口蓋裂(こうがいれつ)とは、上顎に亀裂があり、口腔と鼻腔がつながってしまってる状態です。 鼻水、くしゃみ、咳、口臭、食欲不振などの症状が見られます。 子犬・子猫の場合は、ミルクなどがうまく飲み込めずに肺に入ってしまい、呼吸困難や誤嚥性肺炎などを引き起こすことがあります。長く放っておくと副鼻腔炎(→No312副鼻腔炎)を発症する場合もあります。
口蓋裂の原因は先天的な形態異常のことが多いです。 先天的な発症の原因としては、胎児のころに母犬や母猫への薬物投与が行われたことやウイルス感染したことなどが挙げられますが、 遺伝性の要因が多いと考えられています。口蓋裂がある場合は、他の先天性の異常がある場合も多いので注意が必要です。後天的な発症の原因としては、交通事故や落下事故、感電などが挙げられます。

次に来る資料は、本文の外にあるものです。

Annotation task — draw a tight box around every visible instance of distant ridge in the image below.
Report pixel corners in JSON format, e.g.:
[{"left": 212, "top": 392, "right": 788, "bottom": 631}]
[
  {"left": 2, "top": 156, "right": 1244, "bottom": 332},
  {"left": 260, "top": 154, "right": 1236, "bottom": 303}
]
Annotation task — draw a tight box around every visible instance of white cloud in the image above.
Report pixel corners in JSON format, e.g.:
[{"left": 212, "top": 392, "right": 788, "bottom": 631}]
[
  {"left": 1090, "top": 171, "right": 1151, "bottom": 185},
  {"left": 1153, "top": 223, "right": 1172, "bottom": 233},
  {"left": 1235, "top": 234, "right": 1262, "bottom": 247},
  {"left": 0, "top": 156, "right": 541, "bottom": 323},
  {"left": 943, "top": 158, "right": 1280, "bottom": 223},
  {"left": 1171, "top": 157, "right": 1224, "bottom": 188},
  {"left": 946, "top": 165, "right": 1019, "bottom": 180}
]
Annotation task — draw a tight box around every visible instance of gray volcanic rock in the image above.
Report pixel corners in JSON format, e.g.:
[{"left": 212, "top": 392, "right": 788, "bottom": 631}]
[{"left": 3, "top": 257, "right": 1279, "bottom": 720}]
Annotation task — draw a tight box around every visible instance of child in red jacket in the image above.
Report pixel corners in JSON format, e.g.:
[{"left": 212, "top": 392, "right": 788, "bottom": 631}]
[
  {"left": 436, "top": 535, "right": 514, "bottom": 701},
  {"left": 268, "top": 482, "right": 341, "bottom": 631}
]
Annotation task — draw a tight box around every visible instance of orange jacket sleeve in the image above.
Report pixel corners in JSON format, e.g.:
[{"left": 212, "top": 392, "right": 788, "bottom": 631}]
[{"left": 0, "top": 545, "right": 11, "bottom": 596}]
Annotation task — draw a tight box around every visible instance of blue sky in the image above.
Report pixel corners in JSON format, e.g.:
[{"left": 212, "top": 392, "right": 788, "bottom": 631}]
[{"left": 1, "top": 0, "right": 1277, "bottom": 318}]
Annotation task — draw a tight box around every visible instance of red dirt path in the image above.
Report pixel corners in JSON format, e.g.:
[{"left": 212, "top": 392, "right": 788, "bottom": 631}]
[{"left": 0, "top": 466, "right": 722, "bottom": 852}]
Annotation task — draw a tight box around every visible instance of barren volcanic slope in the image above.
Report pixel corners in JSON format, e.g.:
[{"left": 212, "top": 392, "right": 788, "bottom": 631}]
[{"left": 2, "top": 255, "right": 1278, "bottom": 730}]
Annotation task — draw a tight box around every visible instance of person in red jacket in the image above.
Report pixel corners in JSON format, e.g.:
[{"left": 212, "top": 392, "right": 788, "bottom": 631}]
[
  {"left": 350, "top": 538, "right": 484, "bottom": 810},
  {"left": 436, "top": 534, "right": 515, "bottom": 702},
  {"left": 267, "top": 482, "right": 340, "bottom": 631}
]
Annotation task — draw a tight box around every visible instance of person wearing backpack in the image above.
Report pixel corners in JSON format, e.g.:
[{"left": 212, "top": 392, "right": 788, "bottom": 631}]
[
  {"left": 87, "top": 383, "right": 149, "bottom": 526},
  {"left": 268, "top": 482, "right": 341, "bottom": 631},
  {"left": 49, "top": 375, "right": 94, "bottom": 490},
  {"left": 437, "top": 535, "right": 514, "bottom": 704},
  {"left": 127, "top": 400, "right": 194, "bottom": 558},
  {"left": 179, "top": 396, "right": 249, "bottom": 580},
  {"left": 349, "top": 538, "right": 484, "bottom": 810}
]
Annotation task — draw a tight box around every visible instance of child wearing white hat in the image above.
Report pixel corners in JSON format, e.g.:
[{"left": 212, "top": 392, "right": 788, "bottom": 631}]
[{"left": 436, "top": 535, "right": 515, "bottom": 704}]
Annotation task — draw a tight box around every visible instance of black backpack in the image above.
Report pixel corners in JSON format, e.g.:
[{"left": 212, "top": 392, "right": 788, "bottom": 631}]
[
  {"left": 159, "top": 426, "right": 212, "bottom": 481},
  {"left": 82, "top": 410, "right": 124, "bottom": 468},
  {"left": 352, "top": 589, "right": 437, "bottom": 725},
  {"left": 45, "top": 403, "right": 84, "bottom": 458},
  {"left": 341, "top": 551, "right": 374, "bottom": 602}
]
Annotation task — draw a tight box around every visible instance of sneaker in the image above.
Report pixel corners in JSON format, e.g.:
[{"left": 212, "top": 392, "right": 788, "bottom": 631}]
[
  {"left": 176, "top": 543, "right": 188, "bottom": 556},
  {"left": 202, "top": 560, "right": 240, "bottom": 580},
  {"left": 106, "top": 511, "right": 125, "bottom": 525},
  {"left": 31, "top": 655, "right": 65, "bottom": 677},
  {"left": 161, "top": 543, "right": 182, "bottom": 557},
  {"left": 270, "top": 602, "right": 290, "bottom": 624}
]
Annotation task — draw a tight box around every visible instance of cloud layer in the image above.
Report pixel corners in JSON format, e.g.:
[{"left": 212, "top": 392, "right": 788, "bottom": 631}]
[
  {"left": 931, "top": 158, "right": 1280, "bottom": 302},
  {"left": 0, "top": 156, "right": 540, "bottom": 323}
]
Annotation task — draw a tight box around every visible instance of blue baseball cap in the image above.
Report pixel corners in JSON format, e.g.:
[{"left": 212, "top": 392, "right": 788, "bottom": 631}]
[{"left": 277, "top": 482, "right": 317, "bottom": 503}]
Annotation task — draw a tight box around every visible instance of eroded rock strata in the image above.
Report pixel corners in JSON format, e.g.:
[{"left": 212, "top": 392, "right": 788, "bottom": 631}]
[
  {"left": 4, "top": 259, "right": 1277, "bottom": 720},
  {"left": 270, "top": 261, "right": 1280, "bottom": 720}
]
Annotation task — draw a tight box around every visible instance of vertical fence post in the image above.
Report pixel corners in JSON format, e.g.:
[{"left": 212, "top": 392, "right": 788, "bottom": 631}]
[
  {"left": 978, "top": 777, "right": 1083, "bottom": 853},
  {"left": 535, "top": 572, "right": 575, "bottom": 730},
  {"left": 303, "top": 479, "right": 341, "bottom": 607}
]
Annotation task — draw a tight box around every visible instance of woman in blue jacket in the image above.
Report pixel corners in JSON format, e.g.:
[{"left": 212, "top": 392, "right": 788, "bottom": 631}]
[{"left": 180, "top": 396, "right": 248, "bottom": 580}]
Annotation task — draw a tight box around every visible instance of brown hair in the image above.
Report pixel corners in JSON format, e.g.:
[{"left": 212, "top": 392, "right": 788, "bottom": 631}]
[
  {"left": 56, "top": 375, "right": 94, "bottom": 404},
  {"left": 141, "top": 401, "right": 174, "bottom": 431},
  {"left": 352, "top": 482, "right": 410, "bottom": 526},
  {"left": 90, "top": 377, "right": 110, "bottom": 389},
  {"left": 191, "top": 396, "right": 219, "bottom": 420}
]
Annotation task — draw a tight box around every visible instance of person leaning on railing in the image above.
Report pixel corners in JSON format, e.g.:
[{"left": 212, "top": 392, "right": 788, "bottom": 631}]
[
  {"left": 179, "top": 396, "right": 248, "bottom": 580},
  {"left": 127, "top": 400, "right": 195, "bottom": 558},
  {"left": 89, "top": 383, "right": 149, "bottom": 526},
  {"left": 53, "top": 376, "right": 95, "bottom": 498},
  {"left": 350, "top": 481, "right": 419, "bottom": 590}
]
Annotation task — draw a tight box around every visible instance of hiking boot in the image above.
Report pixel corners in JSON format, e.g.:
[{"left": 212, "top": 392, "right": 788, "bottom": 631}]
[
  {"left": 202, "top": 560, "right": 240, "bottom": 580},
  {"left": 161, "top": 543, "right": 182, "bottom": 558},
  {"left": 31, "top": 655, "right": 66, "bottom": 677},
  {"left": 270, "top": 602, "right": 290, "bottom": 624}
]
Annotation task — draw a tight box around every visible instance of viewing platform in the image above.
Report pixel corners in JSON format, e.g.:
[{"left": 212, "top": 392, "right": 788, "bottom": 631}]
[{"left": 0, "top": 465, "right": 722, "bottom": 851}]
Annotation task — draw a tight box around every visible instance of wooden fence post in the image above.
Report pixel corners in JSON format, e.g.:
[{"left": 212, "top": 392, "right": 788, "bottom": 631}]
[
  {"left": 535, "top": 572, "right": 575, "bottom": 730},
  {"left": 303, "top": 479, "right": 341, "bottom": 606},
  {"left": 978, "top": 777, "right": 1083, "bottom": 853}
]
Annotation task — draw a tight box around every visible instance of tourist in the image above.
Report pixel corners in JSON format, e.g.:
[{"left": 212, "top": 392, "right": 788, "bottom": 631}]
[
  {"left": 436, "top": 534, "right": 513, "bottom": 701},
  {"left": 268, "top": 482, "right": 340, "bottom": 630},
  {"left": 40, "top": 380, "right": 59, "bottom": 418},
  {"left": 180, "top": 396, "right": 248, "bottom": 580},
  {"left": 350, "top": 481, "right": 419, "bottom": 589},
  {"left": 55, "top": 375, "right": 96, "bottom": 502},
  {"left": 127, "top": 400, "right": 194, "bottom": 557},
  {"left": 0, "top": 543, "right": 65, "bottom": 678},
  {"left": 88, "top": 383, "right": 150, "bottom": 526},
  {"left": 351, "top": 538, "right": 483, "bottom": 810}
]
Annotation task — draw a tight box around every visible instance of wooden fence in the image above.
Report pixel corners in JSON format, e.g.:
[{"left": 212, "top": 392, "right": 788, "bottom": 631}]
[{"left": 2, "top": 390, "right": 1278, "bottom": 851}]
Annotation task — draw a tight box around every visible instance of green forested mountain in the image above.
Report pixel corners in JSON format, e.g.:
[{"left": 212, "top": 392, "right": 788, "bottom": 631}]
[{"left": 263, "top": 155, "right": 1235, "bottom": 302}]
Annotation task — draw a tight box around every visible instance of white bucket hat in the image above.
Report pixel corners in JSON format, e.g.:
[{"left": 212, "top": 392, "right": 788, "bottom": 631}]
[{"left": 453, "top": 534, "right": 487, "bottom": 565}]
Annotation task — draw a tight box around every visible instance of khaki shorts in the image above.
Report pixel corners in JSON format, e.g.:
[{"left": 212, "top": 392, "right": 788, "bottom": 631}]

治療は、外科手術によって裂けている口蓋をふさぎます。離開している場所や大きさ、年齢などにもよりますが、口蓋裂の手術は難しく、中途半端に行うと再発します。通常は、硬口蓋でフラップを作り口蓋裂を閉じます。それでもダメな場合は、抜歯をして唇の粘膜の移植をします。術後すぐは痛みも強く、すぐに食事はできないので、食道瘻チューブや胃瘻チューブ(→No325胃瘻チューブ)から与えます。入院も7-10日間程度は必要です。複数回の手術が必要になることもあります 。飲水や食事のたびに苦しいので、早目に手術をしてあげたい疾患です。誤嚥性肺炎や副鼻腔炎を予防するためにも早期治療が必要です。